NUM is abstaining from submitting to the APPG on Prostitution and the Global Sex Trade's endorsed inquiry into Trafficking for Sexual Exploitation for the following reasons:
- As small national charity with a large scope and a participatory ethos, canvassing members and staff for insights takes time and needs to be linked to objectives that support the attainment of our mandate. Sex industries and ways of working within them are varied and we need to responsibly hear from a diverse contingent before offering input. NUM plans to, through improvements of our digital capacities, provide opportunities to hear from our 7000+ members on these kinds of issues more efficiently, for the benefit of all.
More generally:
- Extant literature and our own submissions to past inquiries are rich with data and insights on the social conditions and policy/legislative environments that contribute to danger within sex industries. Recommendations for creating options to eliminate survival sex, forced labour, exploitation and trafficking are also abundant, and begin with understanding the breadth of industries and making important distinctions (between trafficking and migration, sex work and survival sex, sex work and trafficking, etc.) to reach the outcomes we all desire.

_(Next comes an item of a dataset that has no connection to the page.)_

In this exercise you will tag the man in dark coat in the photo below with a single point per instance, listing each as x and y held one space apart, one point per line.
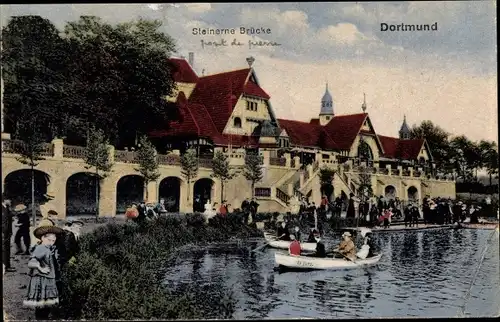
245 207
6 233
23 230
351 212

These outcomes include the elimination of (legislated) poverty and structural inequality that lead to forced labour and survival sex, in addition to supporting those who draw their incomes from sex industries to classify and define what they do.
They get the power to name what is work, what is exploitation and the conditions through which either exists. It’s then our job as practitioners and law makers to work with sex industry folks to eliminate harmful conditions, improve safety and expand choices.

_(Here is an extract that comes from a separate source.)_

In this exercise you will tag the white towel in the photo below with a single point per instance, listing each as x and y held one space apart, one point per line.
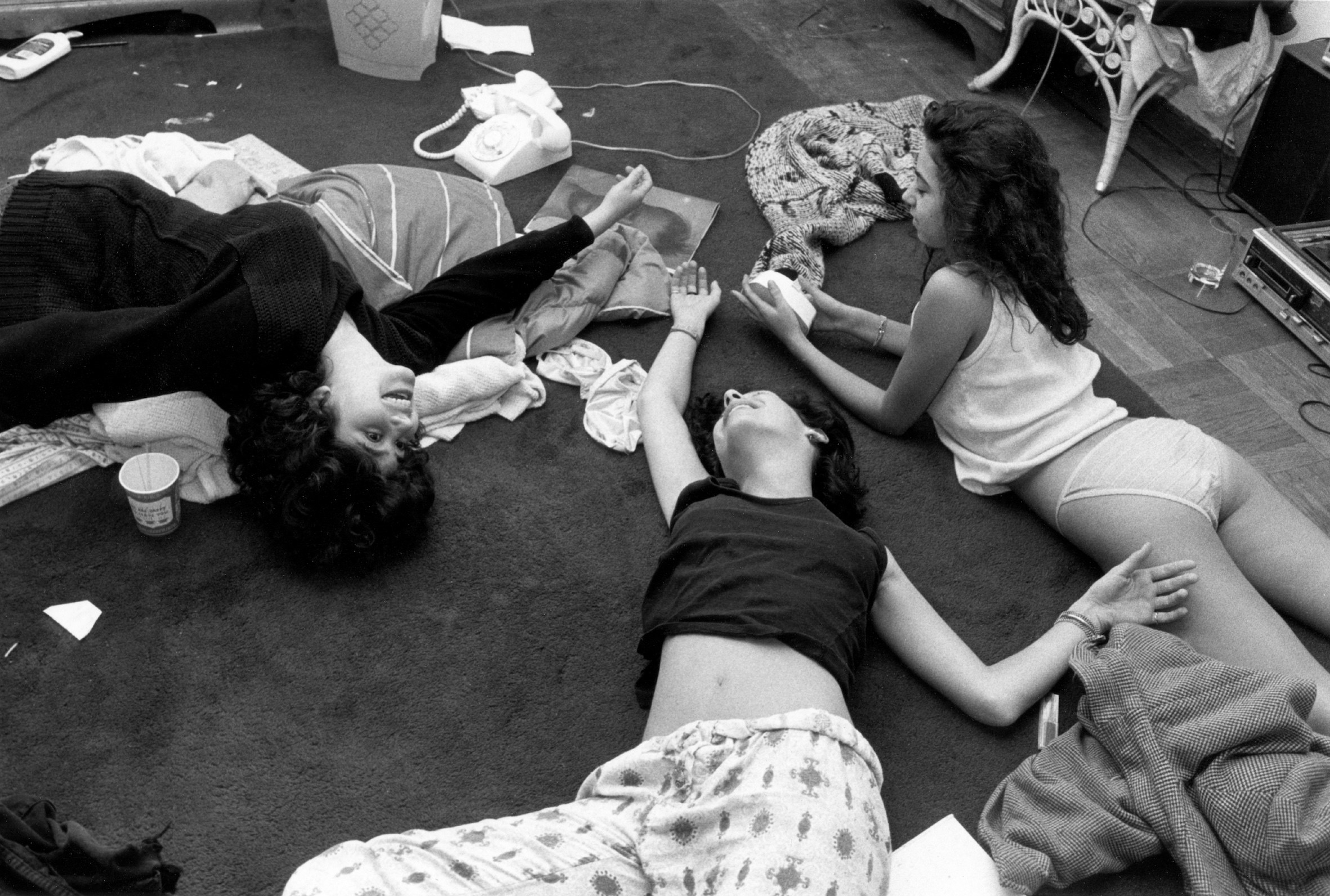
462 391
188 426
609 388
166 160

And specific to this APPG endorsed Inquiry:
- Holding an inquiry implies a fact-finding mission but the facts are not enough to influence the APPG and those they endorse towards an inclusive process that may challenge their understanding of sex and society, sex industries, work, exploitation, structural inequalities and how these intersect for people in our current political economy. The APPG and associates appear most interested in stories that support their ideologies within a framework that they have constructed, which delimits the ways that sex workers can identify-- ‘victim’, ‘deviant’ or ‘survivor’ are the only accepted ways of being. This is problematic.
- Our partners requested information on ethics for the collection of data as part of this inquiry and did not receive a response. This is worrying for NUM because in addition to sharing core questions, a process for information gathering requires transparency around sampling strategies, theoretical frameworks and approaches to analysis. These elements affect how contributions are inputed, re-coded and interpreted. Plainly, it affects what is knowable.

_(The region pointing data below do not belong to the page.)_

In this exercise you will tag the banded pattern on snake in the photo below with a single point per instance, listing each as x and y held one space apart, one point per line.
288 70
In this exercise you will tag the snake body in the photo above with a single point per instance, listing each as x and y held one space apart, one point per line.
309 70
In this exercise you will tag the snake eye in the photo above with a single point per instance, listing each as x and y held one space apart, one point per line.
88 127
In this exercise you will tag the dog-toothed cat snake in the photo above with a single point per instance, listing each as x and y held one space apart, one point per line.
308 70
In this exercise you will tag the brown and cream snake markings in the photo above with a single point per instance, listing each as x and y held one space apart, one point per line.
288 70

Processes for inquiry that ignore existing empirical evidence and that are opaque about ethics puts NUM in a difficult situation. We want to engage but cannot work against our mandate.
We aim to end forms of violence against adult industry workers. By violence here we mean the violence of bias and exclusion, of deliberate misidentification and mischaracterisation of sex industry workers and their work.
Adult industry workers entrust NUM with their experiences of crime and rely on us to help them through some of the most difficult times they may ever face.
We have to use the insights that come from their victimisation to improve their lives in the ways that they ask us to.
That being said, we support the submissions of sex workers and allies who have participated. We hope that our abstention is respected and understood in the spirit that it has been undertaken. We will participate in policy change towards sex worker safety through other channels.